Joshua Ray Walker 2025
Photo: David McClister / Missing Piece Group

Joshua Ray Walker Travels to the Beach on ‘Tropicana’

Tropicana is another terrific Joshua Ray Walker record that’s as intimate and personal as the more self-referential story songs he has written in the past.

Tropicana
Joshua Ray Walker
Thirty Tigers
13 June 2025

Singer-songwriter Joshua Ray Walker’s career was on the rise when he was diagnosed with a severe case of cancer. He had to put his ambitions on hold while undergoing surgery and receiving chemotherapy. The good news is he has beaten the disease (it will take five more years until it can officially be termed in remission).

Walker used the time off from touring and such to create an imaginative new album, an escapist fantasy about the sandy lifestyle called Tropicana. I couldn’t go to the beach,” Walker said on social media, “so I decided to bring the beach to me.” He described the new album as “Country music in a Hawaiian shirt” and named the works of Jimmy Buffett and George Strait as influences.

The result is another terrific Walker record that’s as intimate and personal as the more self-referential story songs he has written and delivered in the past. The Texan has always been able to inhabit his (frequently) absurdist tales as if they were confessional, even when it is clear they are not autobiographical. Part of this is due to his remarkable tenor voice. He always seems to mean what he sings. The narrators of his tales offer an eye for detail that suggests they are observing what they cannot see, and combined with Walker’s wry sense of humor, they come off as real people in actual situations.

Take a song such as “Dance With the One You Came With”, a Mariachi-tinged melody about a metal fabricator with rough hands who left the working life for the ease of life by the sea. Walker warbles the chorus to show the character’s emotional depth even as the protagonist hides his feelings. “This heart is stiffer than some starched Wrangler jeans / But these boots are worn in places no women will ever see,” he declares. The instrumentation and surface details suggest that life may be a party, but Walker knows better.

This theme of the pain behind the celebratory façade runs through the bulk of the material. Songs such as “Heavy Boots”, “Dirty Laundry”, and “Keys to the Tacoma” describe the regret of those who have abandoned others behind in a search for the good life. The presumption is that a good life is not a better life. The cost may have been too dear. The steel guitars weep in the background even when the fiddles and guitars smile. Protagonists can celebrate alcohol-induced fun on “Whiskey to My Heart” and sex on “I Don’t Wanna Be Alone”, but Walker’s supple voice conveys the hurt these vices are covering up.

The album was recorded at Walker’s long-time collaborator John Pedigo’s house. Pedigo produced the record, co-wrote nine of the ten tracks, and fully wrote the tenth, “Laguna”. Pedigo’s importance deserves recognition.

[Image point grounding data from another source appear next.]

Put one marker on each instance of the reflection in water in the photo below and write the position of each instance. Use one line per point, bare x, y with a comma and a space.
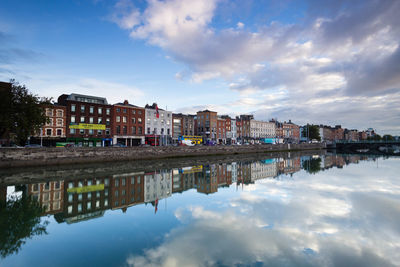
324, 220
19, 221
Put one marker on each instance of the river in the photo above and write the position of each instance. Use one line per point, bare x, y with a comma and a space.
302, 209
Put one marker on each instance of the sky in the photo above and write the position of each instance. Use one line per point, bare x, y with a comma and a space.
324, 62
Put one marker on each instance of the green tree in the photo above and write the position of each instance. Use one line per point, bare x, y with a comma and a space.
313, 132
21, 113
19, 220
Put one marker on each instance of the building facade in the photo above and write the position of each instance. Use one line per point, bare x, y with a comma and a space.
158, 125
128, 124
88, 120
207, 124
262, 129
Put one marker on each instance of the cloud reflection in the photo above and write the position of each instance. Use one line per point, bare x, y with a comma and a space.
312, 224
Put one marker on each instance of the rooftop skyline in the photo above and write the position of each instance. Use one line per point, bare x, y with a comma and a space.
323, 62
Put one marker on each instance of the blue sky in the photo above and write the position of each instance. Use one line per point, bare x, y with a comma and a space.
329, 62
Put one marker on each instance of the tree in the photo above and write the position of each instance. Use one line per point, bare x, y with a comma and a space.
313, 132
21, 112
19, 220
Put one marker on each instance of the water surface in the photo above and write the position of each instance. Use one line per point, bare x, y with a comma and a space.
314, 210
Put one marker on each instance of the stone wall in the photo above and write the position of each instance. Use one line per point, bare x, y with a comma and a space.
18, 157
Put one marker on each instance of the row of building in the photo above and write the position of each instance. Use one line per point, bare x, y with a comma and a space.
77, 199
92, 121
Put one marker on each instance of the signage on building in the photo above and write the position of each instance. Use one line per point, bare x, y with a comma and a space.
86, 189
88, 126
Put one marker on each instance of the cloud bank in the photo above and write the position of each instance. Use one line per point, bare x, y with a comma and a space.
340, 62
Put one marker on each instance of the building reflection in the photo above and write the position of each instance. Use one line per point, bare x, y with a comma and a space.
74, 200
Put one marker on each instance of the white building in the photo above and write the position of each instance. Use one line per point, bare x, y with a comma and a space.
159, 123
262, 129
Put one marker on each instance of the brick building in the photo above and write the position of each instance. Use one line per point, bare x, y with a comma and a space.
243, 127
221, 130
54, 130
88, 120
128, 124
182, 125
158, 125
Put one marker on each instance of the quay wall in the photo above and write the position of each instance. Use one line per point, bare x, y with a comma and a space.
30, 157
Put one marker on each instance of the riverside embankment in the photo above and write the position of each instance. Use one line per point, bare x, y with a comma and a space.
30, 157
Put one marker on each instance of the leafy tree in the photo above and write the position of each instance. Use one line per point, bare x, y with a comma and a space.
19, 220
21, 113
313, 132
388, 137
312, 165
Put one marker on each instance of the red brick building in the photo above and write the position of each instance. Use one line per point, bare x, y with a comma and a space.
88, 120
221, 130
128, 124
54, 129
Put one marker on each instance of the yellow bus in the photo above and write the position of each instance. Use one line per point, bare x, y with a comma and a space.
197, 140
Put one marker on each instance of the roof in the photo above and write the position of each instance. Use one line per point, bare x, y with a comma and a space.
87, 98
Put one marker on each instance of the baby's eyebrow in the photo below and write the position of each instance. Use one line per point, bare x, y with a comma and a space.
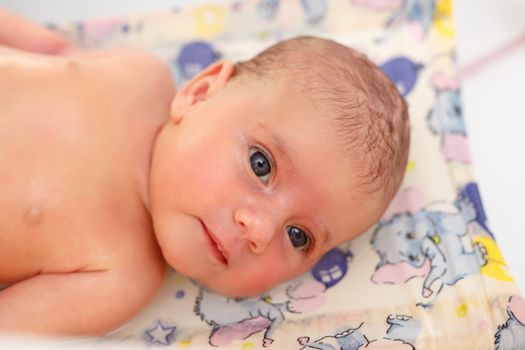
278, 143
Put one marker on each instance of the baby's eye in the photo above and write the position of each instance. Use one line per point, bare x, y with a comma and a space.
260, 164
298, 237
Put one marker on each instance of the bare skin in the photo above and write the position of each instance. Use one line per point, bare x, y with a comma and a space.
108, 174
76, 237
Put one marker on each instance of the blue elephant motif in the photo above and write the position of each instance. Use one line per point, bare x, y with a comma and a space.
429, 244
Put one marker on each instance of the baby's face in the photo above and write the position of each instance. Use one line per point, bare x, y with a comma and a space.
251, 188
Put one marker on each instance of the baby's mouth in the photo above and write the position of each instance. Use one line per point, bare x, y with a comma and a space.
215, 246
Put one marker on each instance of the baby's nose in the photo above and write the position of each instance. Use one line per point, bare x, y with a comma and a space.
257, 226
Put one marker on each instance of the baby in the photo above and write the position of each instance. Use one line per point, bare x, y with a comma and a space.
241, 179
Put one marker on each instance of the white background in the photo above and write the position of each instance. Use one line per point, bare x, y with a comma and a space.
493, 99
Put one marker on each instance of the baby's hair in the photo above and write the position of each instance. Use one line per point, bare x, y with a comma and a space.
371, 115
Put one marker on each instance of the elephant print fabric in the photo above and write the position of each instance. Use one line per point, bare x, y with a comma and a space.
428, 275
427, 244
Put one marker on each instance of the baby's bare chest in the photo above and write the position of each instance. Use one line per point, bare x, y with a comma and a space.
65, 196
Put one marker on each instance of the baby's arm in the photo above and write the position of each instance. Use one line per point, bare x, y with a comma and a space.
19, 33
79, 303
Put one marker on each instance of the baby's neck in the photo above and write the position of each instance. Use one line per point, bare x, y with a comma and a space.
145, 172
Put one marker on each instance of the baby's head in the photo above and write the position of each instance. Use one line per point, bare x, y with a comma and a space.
265, 165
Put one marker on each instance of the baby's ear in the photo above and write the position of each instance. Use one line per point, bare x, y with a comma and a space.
201, 87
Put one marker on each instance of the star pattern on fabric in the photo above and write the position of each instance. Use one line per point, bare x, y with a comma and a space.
160, 334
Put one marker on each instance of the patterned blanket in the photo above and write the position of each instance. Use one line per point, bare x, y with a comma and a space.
428, 275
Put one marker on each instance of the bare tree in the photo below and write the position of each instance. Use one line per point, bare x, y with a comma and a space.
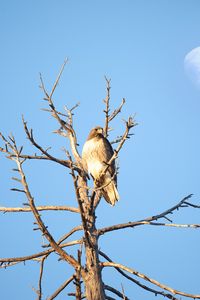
90, 261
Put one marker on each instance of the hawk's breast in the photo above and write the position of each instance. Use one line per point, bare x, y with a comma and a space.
92, 155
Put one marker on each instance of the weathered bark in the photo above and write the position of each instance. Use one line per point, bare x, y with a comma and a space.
94, 288
93, 282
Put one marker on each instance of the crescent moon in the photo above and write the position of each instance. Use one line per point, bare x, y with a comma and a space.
192, 65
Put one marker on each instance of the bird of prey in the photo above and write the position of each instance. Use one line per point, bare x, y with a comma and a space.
96, 153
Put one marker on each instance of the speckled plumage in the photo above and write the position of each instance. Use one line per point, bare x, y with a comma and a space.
97, 151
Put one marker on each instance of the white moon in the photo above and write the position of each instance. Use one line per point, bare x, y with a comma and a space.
192, 65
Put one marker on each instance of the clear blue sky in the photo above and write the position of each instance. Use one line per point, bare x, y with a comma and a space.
141, 45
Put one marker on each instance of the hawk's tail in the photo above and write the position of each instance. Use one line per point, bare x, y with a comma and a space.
110, 192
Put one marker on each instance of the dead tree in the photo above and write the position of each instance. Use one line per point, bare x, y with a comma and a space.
88, 264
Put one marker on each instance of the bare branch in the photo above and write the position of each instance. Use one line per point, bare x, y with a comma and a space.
107, 109
155, 292
153, 281
65, 236
148, 221
116, 292
61, 288
29, 134
40, 278
129, 124
36, 255
40, 208
117, 111
64, 125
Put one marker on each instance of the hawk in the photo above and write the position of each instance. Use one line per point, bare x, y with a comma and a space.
96, 153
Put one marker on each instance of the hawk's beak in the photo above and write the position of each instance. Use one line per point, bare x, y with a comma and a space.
100, 130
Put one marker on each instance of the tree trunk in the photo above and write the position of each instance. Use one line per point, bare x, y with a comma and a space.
94, 287
93, 283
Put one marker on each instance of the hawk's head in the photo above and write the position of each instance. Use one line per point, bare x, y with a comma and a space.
96, 132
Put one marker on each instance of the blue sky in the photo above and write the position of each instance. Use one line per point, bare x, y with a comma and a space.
141, 46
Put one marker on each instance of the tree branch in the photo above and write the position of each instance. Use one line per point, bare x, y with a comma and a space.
114, 291
40, 278
155, 292
40, 208
153, 281
35, 256
148, 221
61, 288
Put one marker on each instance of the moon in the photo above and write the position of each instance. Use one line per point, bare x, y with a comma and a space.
192, 66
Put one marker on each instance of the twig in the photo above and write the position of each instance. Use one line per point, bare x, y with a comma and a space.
40, 208
116, 111
155, 292
148, 221
36, 255
153, 281
65, 236
40, 278
114, 291
61, 288
107, 109
29, 134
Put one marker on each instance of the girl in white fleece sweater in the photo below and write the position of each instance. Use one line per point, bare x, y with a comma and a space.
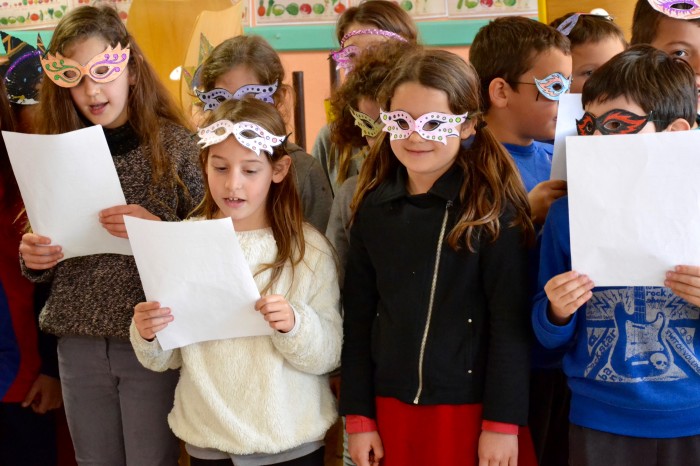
256, 400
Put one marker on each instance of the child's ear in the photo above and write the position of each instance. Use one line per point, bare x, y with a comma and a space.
498, 92
679, 124
281, 168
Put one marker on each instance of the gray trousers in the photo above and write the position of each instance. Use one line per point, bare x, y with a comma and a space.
116, 409
588, 447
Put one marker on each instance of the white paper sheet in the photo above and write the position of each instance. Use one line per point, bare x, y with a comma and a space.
634, 205
65, 181
570, 110
197, 269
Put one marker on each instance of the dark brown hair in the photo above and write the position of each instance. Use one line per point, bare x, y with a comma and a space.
367, 76
650, 78
645, 22
283, 206
149, 103
507, 47
590, 29
491, 180
381, 14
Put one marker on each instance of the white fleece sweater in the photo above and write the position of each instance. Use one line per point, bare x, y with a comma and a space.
261, 394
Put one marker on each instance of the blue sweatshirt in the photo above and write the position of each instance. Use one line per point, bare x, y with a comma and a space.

However, this is Walker’s album. It is his charisma that captures the listener’s attention. One may have heard these stories before—not just by Buffett and Strait, but by Kenny Chesney and Blake Shelton, to name a few. Pedigo and Walker breathe new life into the themes through their talents.

Tropicana is not a concept album per se. The songs fall in a logical order, but could probably be rearranged without substantially changing the record. The exceptions are the two tracks that frame the record. The title song opens the album and effectively introduces the premise. The last song is the killer, literally, “I Hope I Have Fun Dying” closes the LP with a cautious optimism about having too much fun and missing out on what’s important. Considering the record’s backstory, this carries a wallop. Walker did not die. He’s back and singing his songs. He knows the real meaning of the saying “life is a beach” and lets us in on the secret.